One Day at a Time: Season 4 Episode 1 Review

"Checking Boxes" or we live in a new box?  That is the question for the One Day at a Time revival after it rotated from Netflix to broadcast cable sensation Pop TV.

It has been over a year since Netflix released season 3 of ODAAT, and around the same time since they shamefully axed the beloved and energetic series.  Continuing the energy and bite the series possessed, they managed to bitchslap their former platform inside 20 seconds by stating "It's like there's nothing good on Netflix anymore."  After digesting that angst, the series throttled into 4th gear directly into controversy and handled the census vs. a Latino household.  Fittingly, Ray Romano (Everybody Loves Raymond) filled the cameo as a sensible data checker who encounters the brunt of the cast.

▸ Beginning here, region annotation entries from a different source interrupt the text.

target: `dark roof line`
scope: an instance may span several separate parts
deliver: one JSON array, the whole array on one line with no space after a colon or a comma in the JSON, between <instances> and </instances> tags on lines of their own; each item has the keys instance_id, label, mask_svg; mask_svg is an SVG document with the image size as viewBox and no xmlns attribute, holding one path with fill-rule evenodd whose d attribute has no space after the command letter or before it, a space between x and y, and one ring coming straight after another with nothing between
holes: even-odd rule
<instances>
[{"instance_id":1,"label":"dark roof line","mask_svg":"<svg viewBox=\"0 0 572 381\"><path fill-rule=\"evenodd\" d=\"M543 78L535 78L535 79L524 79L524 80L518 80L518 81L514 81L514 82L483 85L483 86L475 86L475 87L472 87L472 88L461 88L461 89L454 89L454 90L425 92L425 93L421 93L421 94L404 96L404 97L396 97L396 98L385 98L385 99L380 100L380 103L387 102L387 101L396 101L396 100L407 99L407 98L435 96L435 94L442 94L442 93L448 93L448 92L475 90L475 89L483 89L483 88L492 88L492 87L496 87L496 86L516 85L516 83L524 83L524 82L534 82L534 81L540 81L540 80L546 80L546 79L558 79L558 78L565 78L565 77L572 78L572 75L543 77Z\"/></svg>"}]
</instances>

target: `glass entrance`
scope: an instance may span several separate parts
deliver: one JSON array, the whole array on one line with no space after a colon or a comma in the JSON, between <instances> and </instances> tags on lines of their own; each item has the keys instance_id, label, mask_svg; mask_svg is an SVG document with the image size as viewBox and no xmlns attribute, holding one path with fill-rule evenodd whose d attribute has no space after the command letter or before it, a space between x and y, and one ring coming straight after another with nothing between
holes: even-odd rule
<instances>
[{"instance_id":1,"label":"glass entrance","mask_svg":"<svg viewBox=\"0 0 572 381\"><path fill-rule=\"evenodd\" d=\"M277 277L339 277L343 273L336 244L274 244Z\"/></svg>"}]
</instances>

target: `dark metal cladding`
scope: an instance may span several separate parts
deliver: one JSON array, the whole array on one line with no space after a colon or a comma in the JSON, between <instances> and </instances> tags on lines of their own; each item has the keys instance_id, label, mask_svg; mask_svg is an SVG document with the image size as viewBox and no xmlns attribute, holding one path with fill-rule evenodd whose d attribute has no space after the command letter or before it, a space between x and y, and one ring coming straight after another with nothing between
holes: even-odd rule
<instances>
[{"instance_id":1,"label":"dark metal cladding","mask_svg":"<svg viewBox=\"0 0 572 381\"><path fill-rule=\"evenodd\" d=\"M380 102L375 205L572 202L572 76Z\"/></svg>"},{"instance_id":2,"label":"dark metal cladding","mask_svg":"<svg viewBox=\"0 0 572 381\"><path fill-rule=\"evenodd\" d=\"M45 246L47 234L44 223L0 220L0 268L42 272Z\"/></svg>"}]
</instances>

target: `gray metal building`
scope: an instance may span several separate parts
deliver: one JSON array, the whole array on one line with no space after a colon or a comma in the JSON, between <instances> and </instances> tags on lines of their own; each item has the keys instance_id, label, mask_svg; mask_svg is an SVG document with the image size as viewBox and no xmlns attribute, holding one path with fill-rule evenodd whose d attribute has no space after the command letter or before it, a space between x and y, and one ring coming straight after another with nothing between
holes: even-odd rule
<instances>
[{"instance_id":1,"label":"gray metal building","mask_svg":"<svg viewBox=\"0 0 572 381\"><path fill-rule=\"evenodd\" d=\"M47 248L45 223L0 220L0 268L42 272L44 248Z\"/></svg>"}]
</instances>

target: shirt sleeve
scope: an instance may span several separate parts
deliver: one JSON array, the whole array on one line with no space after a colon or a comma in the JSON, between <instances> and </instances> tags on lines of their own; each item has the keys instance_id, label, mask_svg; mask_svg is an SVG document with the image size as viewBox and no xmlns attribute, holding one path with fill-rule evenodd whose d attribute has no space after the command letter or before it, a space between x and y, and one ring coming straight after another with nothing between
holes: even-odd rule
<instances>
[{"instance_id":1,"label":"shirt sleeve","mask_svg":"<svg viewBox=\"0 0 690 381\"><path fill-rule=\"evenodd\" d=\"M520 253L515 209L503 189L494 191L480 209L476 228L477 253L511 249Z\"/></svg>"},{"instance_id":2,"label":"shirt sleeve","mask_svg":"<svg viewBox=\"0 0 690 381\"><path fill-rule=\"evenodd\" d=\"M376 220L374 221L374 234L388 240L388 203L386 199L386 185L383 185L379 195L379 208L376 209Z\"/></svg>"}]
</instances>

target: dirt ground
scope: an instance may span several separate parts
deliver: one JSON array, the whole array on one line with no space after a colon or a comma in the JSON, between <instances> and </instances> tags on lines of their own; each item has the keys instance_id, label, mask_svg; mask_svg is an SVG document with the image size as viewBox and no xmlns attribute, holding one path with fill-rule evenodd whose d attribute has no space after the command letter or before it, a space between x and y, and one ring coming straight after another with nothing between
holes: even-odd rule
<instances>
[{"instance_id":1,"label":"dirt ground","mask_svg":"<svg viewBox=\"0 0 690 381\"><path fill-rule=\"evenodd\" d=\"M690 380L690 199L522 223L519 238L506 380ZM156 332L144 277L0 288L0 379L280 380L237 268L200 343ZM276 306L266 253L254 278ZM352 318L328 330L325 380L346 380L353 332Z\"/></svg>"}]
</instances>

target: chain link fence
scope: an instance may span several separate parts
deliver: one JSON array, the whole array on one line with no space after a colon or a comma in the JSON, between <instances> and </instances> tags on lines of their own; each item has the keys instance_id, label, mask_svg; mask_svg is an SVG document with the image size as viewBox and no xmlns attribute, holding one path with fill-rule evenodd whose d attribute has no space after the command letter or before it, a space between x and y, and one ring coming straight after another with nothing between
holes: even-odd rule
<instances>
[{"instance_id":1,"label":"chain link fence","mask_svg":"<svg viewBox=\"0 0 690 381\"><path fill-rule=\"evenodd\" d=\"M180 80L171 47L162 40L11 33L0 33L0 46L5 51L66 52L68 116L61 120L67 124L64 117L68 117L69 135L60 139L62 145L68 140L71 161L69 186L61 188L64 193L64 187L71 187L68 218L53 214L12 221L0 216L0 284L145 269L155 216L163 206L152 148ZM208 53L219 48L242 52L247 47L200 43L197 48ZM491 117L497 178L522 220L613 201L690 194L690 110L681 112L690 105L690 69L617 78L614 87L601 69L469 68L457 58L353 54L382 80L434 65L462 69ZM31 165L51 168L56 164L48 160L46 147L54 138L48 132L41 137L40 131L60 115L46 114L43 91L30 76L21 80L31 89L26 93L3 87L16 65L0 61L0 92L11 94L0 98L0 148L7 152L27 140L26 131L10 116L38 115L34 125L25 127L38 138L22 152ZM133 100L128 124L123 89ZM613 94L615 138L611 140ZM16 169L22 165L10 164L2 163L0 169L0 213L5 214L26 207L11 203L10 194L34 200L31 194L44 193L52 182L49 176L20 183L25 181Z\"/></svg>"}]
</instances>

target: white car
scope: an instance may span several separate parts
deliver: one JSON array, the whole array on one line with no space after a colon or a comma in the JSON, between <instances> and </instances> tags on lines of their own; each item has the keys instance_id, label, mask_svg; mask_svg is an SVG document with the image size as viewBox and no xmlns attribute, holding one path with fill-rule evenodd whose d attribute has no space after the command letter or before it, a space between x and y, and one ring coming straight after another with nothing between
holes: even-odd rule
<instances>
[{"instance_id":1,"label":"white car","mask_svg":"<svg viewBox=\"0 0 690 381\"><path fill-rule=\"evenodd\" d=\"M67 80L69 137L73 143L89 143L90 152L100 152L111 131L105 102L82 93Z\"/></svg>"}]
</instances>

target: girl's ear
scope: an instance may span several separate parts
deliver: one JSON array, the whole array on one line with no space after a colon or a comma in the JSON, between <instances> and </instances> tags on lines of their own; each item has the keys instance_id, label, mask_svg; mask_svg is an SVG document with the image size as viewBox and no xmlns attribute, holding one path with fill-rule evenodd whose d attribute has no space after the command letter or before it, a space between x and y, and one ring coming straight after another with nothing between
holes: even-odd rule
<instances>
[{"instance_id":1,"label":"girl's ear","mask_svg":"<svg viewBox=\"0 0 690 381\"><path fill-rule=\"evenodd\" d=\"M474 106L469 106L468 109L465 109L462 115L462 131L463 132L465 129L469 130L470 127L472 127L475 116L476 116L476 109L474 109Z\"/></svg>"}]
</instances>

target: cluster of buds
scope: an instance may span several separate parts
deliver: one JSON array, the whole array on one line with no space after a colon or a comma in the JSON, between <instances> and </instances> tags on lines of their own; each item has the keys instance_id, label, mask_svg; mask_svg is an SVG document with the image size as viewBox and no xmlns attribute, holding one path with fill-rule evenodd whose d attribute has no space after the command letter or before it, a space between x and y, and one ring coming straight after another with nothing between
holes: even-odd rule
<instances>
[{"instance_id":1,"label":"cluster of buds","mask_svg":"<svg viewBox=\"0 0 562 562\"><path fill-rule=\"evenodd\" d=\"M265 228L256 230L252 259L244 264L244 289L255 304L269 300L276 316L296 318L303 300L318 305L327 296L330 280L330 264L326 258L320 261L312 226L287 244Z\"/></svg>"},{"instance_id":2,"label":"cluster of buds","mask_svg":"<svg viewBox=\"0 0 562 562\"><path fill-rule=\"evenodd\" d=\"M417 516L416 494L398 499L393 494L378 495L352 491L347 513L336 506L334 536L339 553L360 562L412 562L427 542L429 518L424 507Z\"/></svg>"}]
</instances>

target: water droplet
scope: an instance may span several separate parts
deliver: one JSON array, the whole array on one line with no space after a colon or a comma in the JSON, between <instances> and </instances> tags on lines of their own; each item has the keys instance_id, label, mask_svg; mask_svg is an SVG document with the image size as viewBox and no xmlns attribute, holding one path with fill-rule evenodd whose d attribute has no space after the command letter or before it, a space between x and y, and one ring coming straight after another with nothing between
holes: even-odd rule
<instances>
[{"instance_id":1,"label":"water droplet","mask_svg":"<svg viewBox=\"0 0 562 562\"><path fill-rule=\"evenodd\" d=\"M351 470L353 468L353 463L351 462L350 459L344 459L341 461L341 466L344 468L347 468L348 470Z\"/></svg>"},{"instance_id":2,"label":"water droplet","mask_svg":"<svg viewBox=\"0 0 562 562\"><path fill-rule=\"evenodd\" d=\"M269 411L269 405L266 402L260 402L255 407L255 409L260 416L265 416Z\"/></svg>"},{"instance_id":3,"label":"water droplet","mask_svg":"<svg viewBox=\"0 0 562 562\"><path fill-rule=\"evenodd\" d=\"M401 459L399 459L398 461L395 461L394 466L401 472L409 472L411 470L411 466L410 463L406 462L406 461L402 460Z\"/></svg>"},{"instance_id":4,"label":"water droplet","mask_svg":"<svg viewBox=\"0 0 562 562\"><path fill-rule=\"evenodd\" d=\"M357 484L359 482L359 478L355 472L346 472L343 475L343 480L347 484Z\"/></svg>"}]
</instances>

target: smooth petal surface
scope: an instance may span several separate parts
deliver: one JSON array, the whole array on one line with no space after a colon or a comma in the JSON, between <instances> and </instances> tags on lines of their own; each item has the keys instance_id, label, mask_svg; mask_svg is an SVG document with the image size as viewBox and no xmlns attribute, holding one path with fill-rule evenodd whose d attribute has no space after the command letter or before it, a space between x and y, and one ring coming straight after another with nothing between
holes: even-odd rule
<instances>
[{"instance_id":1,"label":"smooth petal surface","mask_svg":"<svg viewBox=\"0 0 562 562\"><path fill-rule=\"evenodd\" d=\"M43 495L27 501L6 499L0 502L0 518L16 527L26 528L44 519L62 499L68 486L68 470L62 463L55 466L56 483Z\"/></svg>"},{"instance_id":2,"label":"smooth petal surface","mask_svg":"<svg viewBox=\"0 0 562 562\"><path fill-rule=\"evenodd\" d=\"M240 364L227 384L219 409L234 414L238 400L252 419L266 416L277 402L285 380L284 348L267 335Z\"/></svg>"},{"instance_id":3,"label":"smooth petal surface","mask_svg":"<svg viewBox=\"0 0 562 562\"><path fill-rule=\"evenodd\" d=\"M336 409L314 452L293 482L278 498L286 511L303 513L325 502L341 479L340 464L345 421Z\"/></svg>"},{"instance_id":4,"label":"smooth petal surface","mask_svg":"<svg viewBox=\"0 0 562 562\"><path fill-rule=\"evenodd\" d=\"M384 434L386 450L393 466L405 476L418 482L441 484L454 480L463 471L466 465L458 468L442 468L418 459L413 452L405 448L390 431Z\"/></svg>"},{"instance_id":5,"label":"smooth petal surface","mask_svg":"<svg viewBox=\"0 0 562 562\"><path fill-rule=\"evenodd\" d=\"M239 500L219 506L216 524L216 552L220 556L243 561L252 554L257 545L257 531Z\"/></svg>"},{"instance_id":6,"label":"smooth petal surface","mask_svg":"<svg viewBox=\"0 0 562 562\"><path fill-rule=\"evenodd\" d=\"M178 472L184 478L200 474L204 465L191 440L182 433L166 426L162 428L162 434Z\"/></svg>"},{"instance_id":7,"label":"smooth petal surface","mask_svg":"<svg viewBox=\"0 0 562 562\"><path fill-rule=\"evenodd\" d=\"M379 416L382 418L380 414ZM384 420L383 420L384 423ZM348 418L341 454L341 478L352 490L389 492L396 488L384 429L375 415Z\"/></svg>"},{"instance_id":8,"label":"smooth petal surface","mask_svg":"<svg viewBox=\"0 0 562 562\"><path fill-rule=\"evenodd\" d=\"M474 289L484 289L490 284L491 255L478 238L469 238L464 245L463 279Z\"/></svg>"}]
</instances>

First offenses are Penelope Alvarez (Justina Machado), refusing to answer the door as census and Latinex do not mix in her mindset.  A whirl of overwhelming energy continues as the ensemble of energy manages to offend the opposition.  The victims are less likely as Romano and Stephen Tobolowsky's Dr. Leslie Berkowitz endure belittlement and confusion to the awkwardest of stances.  Where they manage to level the playing field in this overdone (yet appropriate opening) is when the census (victim) mentions in ten years he will return when it is president Kardashian.  The entire room gags at the thought, flicking over to the opening card.  Speaking of the opening card, it squished enough flavor of the former, flavorful opening title and won't offend Ms. Gloria Estefan chopping her 50 second masterpiece to three seconds as fans are ablaze over the title song being missing from the revival.

Where the energy levels to promising territory is the remains of the episode, where it resembled the breezy, energetic pace of a prior ODAAT episode.  Lydia (Rita Moreno) passive aggressively places noise in her daughter's head about needing a man.  Elena (Isabella Gomez) contemplates a life without Syd (Sheridan Pierce).  And Alex (Marcel Ruiz) remains the irritated side fiddle to the tales.  Checking Boxes glamorized the female front yet sidelined the minority male cast.  Schneider (Todd Grinnell) was reduced to the paternal, nonchalant advisory role in the episodes' remains, only enjoying a punch as his girlfriend Avery was coming into the building.

ODAAT's return episode held a common strength and weakness as the series is doing too much at once.  It attempted social relevance, flair, character development, controversy, ageism and everything but the kitchen sink in one episode.  And is this a negative factor for a series which survived a mid-platform jump?  The series still possesses energy, which it will need to navigate the cable jungles vs the streaming pleasure dome.

The ensemble still crackles and possesses the same chemistry.  Character development continues for the female front, whilst the males need a little more spice and love.  Alex (Ruiz) merely stitched the scenes together in the current episode, and perhaps it would fit if he'd pick up his vape pen and return to exciting teenage storylines.  Leslie existed in the opening as the butt of the ladies' rejections, while Schneider also languished as the bookend of the episode.  Save for these nuances, Season 4's premiere crackled and perhaps may ignite enough ash to develop a Nielsen base to survive for future episodes.